P.S: The back of the RX-497 receiver is shown below (image courtesy ProductWiki).


----------



## trh

Do you have an MP3 player? You can get a 2GB iPod for $47 or even use a smart phone.

If so, hook that up to the receiver with a connector like this and you're good to go.










BTW - Welcome to DBSTALK!


----------



## stephends

Hello TRH,

Thank you for the welcome - already learnt quite a bit by just browsing around. And thank you for taking the time to comment.

Yes, I did think about your suggestion. I do not have a MP3 player, but I do have a Galaxy S3, which I could use as one. However, I would prefer not to have the phone double as a player, especially when I am expecting guests in the house. Next thing I know someone calls, and the ceiling speakers might start ringing. If I see a reasonably priced MP3 player with some 8 GB or so capacity, I'll consider it.

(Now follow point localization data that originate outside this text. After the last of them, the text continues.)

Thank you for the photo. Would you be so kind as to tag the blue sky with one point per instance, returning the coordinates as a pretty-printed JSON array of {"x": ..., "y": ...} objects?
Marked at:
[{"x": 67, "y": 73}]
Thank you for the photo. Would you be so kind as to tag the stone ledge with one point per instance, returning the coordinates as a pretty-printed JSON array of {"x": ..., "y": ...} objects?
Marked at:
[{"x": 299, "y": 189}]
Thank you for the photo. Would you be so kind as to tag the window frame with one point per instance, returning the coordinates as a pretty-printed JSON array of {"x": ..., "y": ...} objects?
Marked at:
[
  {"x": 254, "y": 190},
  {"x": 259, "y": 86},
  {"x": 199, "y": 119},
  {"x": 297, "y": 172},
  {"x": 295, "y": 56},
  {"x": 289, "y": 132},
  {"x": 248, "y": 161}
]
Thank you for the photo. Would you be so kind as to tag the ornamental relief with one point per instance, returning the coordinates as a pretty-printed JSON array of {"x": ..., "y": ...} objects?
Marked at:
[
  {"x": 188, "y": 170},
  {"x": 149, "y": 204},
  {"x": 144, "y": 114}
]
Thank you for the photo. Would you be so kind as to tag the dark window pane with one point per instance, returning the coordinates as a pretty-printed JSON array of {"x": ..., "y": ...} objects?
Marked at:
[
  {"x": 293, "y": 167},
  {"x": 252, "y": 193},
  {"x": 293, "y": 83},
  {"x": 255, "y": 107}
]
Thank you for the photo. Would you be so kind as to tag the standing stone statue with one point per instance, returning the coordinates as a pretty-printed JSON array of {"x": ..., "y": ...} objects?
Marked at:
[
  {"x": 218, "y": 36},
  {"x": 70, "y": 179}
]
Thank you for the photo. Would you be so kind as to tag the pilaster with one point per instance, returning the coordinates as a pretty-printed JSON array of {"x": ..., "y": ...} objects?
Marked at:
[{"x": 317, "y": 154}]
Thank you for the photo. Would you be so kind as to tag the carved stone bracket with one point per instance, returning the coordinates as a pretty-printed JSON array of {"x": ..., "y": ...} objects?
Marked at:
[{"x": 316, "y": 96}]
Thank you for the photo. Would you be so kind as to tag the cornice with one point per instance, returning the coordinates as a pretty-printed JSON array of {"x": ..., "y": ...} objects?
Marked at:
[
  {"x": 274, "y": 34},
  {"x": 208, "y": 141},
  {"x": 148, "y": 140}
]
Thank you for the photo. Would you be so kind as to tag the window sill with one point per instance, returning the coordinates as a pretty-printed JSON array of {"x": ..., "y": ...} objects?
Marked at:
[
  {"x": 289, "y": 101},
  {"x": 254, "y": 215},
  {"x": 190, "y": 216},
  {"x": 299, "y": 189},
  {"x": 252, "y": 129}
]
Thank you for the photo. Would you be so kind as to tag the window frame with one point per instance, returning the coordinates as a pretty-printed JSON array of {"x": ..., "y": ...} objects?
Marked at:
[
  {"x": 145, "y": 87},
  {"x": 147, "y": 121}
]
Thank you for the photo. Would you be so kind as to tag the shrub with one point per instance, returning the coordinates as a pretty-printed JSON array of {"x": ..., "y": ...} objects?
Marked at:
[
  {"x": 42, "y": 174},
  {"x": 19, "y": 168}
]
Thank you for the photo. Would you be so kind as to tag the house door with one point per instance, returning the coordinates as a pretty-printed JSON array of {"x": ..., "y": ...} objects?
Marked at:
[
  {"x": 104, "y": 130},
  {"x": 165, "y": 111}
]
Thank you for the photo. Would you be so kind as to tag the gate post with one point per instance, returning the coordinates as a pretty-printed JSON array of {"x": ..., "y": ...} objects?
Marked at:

I am still hoping there is some way to use a flash drive (I have a 16 GB I got during boxing day for $9) and connect to this receiver. Another thing I am thinking of is that, a MP3 player or a phone has battery providing power. If I want to use a flash drive, I might have to provide power somehow (similar to one of those multi-port USB hubs or MHL cable which comes with a small wall-adapter for power). Not entirely sure ?!?!


----------



## harsh

There is NO way to introduce MP3s (or any other digital format) to the RX-497. Remember that this receiver (the most primative of AVRs) is over eight years old. You can put all thoughts of anything digital to rest -- now and forever where the RX-497 is concerned.

I recommend looking into a refurbished Sandisk Sansa Clip with the cable that trh proposed. It should run all day on a charge.


----------



## stephends

Alright - if that's the case, then I'll just get a MP3 player as recommended, and then get the cable that trh suggested.

Thanks guys.

:righton:


----------



## Beerstalker

Have you thought about replacing the DVD player with a Blu-Ray player? Many of them can play MP3s (along with many other music/video files) from a USB drive.


----------



## trh

Or if you go with an mp3 player, see if you can get one with a docking station. They typically have a line out so you don't have to worry about balancing your headphone output into the receiver.


----------



## moghedien

Beerstalker said:


> Have you thought about replacing the DVD player with a Blu-Ray player? Many of them can play MP3s (along with many other music/video files) from a USB drive.


Most Bluray players sold today have only HDMI inputs, so you would have make sure that the player is compatible with the Yamaha..


----------



## bidger

moghedien said:


> Most Bluray players sold today have only HDMI inputs, so you would have make sure that the player is compatible with the Yamaha..


BD players sold now would only have HDMI *output*, but if you feed that directly to a HDTV and your TV has analog audio output to feed to the Yamaha receiver, you'd be OK. It would mean having the TV on to listen to the MP3s though. As mentioned, you could pick up an MP3 player, which would allow for portability, or you could go with the Sonos Connect, which would connect to your existing A/V receiver and your home network. It's pricey, but it would give you access to Internet streaming music services as well as music stored on your computer.


----------



## harsh

bidger said:


> ... or you could go with the Sonos Connect, which would connect to your existing A/V receiver and your home network. It's pricey, but it would give you access to Internet streaming music services as well as music stored on your computer.


For that kind of money, you could get a reasonably capable AVR and address much more than just the music issue.


----------



## MysteryMan

The Yamaha RX-497 came out in mid 2006. A lot has changed since then. My advice to the OP is to retire your antique and spring for a new AVR.


----------